Pomóż w rozwoju naszego portalu
Reklama
Od tego czasu był widoczny jeszcze jeden symbol, który razem z parafią jakby czekał na Maryję. To stągwie kamienne pod ołtarzem nawiedzenia. – Zachęcaliśmy, żeby wykorzystać tę szczególną obecność Matki Bożej na modlitwę przez Jej wstawiennictwo, by jak w Kanie Galilejskiej wypraszała nam potrzebne łaski i cuda – wyjaśnił ks. Błażej Małolepszy, wikariusz. – Stągwie są pełne kartek zapisanych osobistymi modlitwami, więc to jest odpowiedź na to, że naprawdę pomogliśmy naszym parafianom w troszkę inny sposób spotkać się z Matką Bożą i przedstawić Jej siebie samych. I myślę, że to dowód na to, że ludzie potrzebują spotkania z Matką Bożą – dodał.
Peregrynacja
– Rozgość się, Maryjo, wśród nas! Otocz nasze rodziny swoją troskliwą opieką, zachowaj je od dramatu rozpadu, zdrady, braku miłości i wiary! Niech ta konkretna parafia: jej rodziny, miejsca pracy, nauki i odpoczynku, staną się – dzięki Twojej obecności – miejscem wzrostu królestwa Bożego – tak w imieniu wiernych witał Maryję w Jej wizerunku Grzegorz Kościelniak, mąż, ojciec czworga dzieci, nadzwyczajny szafarz Komunii św.
Ikonę przekazywał parafii bp Andrzej Przybylski, który przekonywał, że Matka to taka miłość, która nawet zdradzona i zraniona nie przestaje kochać. W homilii przywołał rozmowę z jednym z nastolatków, który przyznał, że nie chodzi do kościoła, bo w nim mówi się o pięknych rodzinach, a on sam takiej nie ma. – Jak więc budować życie na spękanych fundamentach? Tylko Jezus. Nie ma takiego grobu, cierpienia, z którego by nas nie wyciągnął Chrystus Zmartwychwstały, Zwycięzca, Chrystus Miłosierny – podkreślił hierarcha. I wzywał: – Jeśli Maryja jest Matką Miłosierdzia, to chce słuchać naszych pęknięć, chorób, braku nadziei. Przyjdźcie do Niej, weźcie od Niej Jezusa i zacznijcie budować na Nim, bo On jest fundamentem.
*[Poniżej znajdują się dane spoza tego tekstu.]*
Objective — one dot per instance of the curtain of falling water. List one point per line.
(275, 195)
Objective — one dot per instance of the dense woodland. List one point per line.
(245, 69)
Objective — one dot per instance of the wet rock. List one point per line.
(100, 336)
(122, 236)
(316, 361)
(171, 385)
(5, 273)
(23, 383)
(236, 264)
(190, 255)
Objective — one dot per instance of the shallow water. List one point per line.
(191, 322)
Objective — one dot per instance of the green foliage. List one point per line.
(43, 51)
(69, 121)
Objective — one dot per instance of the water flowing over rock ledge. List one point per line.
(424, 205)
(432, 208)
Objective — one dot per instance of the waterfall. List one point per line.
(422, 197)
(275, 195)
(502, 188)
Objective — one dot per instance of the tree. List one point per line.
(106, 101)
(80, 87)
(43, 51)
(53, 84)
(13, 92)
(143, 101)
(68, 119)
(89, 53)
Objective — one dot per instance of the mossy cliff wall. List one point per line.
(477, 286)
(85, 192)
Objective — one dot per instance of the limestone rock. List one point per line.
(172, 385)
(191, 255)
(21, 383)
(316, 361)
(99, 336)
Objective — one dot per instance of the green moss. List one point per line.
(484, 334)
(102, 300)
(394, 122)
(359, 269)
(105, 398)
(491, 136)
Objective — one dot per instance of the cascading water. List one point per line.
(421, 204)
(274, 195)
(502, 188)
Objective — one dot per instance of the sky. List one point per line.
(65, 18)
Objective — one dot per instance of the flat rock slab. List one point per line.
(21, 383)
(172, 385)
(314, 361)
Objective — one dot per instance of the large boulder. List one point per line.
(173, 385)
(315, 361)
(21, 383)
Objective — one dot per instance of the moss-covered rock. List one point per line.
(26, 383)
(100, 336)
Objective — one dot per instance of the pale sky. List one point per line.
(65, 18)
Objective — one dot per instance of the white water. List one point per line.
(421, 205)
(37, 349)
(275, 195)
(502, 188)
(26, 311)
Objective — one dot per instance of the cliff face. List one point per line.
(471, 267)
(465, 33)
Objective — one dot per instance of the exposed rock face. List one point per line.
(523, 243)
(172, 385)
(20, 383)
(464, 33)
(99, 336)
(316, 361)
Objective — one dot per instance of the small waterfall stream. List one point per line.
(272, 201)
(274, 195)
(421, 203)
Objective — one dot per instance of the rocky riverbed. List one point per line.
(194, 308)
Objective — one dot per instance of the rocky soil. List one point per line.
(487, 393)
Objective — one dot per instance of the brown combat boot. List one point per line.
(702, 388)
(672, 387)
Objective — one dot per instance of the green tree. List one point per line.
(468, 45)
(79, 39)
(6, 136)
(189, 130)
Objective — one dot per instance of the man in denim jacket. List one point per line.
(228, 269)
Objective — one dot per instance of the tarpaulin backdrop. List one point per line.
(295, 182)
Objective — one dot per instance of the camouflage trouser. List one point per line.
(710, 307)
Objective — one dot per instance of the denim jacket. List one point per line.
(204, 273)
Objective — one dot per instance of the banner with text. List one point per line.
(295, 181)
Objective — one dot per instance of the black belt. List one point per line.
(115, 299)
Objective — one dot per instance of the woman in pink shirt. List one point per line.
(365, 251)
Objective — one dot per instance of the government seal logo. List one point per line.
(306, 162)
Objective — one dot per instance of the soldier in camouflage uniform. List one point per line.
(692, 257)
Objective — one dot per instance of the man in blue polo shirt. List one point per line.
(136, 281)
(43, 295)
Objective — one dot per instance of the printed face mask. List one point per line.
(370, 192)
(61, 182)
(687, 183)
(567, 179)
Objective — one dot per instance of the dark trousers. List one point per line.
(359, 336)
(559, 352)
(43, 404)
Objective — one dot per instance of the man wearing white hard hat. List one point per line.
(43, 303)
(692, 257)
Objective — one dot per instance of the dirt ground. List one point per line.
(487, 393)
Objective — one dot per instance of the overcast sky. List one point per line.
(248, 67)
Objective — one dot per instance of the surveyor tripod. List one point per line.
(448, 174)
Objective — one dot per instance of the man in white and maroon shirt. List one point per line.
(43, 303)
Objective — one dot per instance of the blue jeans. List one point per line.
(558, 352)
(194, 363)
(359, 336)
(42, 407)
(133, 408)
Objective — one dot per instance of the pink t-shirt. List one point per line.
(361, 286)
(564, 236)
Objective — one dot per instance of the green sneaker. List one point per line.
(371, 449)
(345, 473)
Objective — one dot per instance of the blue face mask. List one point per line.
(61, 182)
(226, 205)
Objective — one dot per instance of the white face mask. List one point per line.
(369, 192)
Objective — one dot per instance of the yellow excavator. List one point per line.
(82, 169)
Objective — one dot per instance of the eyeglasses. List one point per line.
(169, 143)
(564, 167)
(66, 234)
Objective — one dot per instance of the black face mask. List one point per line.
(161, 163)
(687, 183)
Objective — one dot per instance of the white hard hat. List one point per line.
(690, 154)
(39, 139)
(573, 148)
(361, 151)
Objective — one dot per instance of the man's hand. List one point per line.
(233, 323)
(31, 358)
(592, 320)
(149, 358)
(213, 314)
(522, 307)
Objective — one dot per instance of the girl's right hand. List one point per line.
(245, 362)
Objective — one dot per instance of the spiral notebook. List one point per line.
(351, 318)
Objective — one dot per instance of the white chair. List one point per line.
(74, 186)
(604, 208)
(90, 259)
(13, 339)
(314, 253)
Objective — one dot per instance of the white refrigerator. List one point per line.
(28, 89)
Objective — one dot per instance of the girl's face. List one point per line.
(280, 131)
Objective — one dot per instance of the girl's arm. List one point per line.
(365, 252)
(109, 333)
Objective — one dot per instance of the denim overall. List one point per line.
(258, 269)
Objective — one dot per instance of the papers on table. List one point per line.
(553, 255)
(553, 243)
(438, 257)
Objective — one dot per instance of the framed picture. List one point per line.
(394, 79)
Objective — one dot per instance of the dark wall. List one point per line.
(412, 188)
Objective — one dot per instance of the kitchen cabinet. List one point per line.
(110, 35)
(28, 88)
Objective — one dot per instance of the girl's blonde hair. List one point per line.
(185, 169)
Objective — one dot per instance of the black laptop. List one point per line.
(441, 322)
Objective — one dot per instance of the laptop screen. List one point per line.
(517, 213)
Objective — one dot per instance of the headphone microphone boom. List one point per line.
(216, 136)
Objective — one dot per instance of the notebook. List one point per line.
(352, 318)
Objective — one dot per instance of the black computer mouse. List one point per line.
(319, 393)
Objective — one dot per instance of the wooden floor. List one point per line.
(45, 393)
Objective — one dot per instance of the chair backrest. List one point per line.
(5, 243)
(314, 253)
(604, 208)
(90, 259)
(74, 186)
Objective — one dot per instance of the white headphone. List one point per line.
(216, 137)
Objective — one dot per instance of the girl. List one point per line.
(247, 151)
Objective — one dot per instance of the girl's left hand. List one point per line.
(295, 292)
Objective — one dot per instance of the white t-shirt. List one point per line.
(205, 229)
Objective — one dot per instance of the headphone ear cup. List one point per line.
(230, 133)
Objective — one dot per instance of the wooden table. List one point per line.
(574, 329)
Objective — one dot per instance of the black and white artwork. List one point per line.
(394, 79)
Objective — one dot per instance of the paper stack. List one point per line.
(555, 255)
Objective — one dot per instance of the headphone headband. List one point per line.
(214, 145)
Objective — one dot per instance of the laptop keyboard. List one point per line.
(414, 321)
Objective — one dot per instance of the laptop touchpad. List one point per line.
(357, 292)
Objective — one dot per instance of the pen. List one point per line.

Podczas Apelu Jasnogórskiego o. Paweł Subik, kustosz kopii cudownej ikony, prosił o Ducha Świętego dla całej parafii, o ducha jedności i przebaczenia dla rodzin, a przez Tą, która stała pod krzyżem – o pomoc dla chorych i cierpiących.
Reklama
Jednym z punktów doby nawiedzenia była modlitwa uwielbienia prowadzona przez Szkołę Nowej Ewangelizacji. – Choć żyję w Kościele, we wspólnocie, to nie miałam głębokiej relacji z Maryją – wyznała prowadząca modlitwę Katarzyna Gonera. – Było to więc dla mnie ogromne bogactwo, właśnie z uwagi na moją posługę – udział w scholi i modlitwie uwielbienia, niesamowite doświadczenie poprowadzenia ludzi do Boga, do Maryi. Budowało mnie ich świadectwo wiary i relacji z Matką Bożą, miłości do Niej, czego ja się ciągle uczę.
Ślad po spotkaniu
Parafianie zgodnie przyznają, że dawno nie widzieli tylu ludzi w świątyni przy ul. Słowackiego, a jej samej wypełnionej po brzegi – jak za dawnych lat. Mówi o tym również proboszcz ks. Zdzisław Wójcik. – Wiernych było więcej niż zazwyczaj. To była mobilizacja, pozytywne pospolite ruszenie dzięki księżom oraz grupom, które tutaj działają. Mam nadzieję, że coś się jeszcze może obudzić. Wszystko w rękach Bożych.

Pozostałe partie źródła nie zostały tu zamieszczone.